Natty & Adrie bake Pumpkin Spice Cupcakes
I can’t blab on and on as usual because it’s a pretty busy time right now. Don’t fret though- Chatty Natty may be on a slight hiatus but Fatty Natty is getting ready to hog the spotlight. You see, as busy as things may get, I will always make time for my stomach. After fall comes winter (in case you forgot) and hibernation dictates that I cook and bake more, despite whatever else I may have going on in my life.
The recipe that I will be posting today is something that Adrianna and I baked for our respective thanksgiving gatherings. I got to know the awesome Adrie because her man Paul and I have some common buds (despite what my baking persona may convey, I am typically an Elaine and not a Martha) and since then we have bonded over many common interests- she’s even been the impetus to get the book group going! I am extremely proud to admit that over the last couple of years, between the two of us, Devo and I have probably started 5001 novels and finished 14… Whatever man, at the moment we’re tied up reading how social and cultural factors intersect with health disparities and we’re busy developing, implementing and measuring the impact of different interventions. Internetting has absolutely nothing to do with this lack of finishing. Absolutely nothing.
Anyways, thanks to Ade we are rediscovering our love for Frantz Fanon and she is sharing in the love of creating culinary delights! She suggested a Williams-Sonoma recipe for pumpkin spice cupcakes and we stuck to it quite closely. The variations we made were: omitting the raisins, using pecans instead of walnuts, adding in ginger (as well as adding in a bit more of every spice), making our own frosting and making the cupcakes bigger than suggested: the recipe is supposed to make 36 cupcakes but we had more like 24 (we like ‘em big). The cupcakes were positively wonderFALL. Yes, I’m bringing that one back again. I am too punny for words huh?
…Hey, where’s all that groaning and booing coming from?
Pumpkin Spice Cupcakes
Ingredients
Cupcakes
- 2 2/3 cups all-purpose flour
- 2 tsp. baking soda
- 2 tsp. baking powder
- 2 tsp. ground cinnamon
- 1/4 tsp. freshly grated nutmeg- we also added in some ginger
- 1/4 tsp. ground cloves
- 1 tsp. salt
- 2/3 cup chopped pecans (and reserve a handful more for garnish!)
- 1 3/4 cups solid-packed pure pumpkin
- 1 cup granulated sugar
- 1 cup brown sugar
- 1 cup vegetable oil
- 4 eggs
Frosting
- 1 package of Philadelphia cream cheese
- A few cups of icing sugar (it depends on what you want the consistency & taste to be like, we made the frosting like a true team- one of us stirred while the other poured and we both tasted every so often until we achieved perfection!)
- Pinch of cinnamon
Directions
- Preheat an oven to 350°F.
- Line muffin tins with holders.
- To make the cupcakes, sift together the flour, baking soda, baking powder, cinnamon, nutmeg, cloves and salt in a bowl. Then toss in the nuts.
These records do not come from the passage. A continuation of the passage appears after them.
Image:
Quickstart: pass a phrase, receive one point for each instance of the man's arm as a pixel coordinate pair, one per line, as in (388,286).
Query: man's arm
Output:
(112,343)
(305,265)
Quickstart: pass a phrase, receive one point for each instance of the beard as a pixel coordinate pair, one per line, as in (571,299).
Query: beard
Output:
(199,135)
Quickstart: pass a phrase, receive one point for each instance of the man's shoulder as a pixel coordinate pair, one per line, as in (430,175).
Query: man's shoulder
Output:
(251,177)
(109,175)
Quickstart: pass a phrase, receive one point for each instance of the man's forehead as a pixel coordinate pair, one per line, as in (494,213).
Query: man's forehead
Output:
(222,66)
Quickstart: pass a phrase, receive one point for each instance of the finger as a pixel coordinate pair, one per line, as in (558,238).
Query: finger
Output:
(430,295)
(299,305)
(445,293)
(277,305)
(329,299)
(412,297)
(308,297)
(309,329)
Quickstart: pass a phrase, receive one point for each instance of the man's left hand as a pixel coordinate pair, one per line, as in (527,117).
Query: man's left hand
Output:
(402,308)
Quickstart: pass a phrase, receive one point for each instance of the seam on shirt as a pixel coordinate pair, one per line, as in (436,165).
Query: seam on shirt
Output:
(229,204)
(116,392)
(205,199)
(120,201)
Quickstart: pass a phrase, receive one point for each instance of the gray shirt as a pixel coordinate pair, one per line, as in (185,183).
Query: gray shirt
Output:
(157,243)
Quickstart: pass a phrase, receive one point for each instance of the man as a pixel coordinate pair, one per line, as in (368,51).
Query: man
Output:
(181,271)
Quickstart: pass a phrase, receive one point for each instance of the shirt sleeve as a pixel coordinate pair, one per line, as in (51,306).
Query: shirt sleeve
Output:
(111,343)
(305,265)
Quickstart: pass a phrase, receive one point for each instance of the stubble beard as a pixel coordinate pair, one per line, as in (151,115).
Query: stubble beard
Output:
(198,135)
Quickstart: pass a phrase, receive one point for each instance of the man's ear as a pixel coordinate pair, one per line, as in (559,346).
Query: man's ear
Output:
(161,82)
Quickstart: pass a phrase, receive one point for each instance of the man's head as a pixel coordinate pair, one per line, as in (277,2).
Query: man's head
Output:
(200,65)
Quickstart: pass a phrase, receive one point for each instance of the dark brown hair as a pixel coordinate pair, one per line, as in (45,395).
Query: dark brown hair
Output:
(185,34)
- In a bigger bowl, whisk together the pumpkin, granulated sugar, brown sugar and oil. Add the eggs one at a time and whisk after each addition.
- Add the flour mixture in three additions, stirring with a large wooden spoon until just combined.
- Fill each muffin holder about 3/4 full.
- Bake until the cupcakes are golden and a toothpick inserted into the center comes out clean, 20 to 25 minutes. Transfer the tins to a wire rack and let cool for 10 minutes, then remove the cupcakes from the tins and let cool completely.
- To make the frosting beat cream cheese and add icing sugar until the frosting is at your preferred consistency
- We iced the cakes with a piping bag and added a sprinkle of cinnamon & pecan piece on top of each one.



Those cupcakes look amazing. Your photography is great! This recipe has been bookmarked
AWW! Such kind words! If it weren’t for internetting we would not have discovered these awesome blossom recipes! and *sigh* and oh how Fanon will always have a place in my literary heart. Cannot wait for our next baking adventure!! xox
You.
Are.
Awesome.
Yummy treats.
Keep the blog posts coming!
Thanks for my morning smile, Chatty Natty!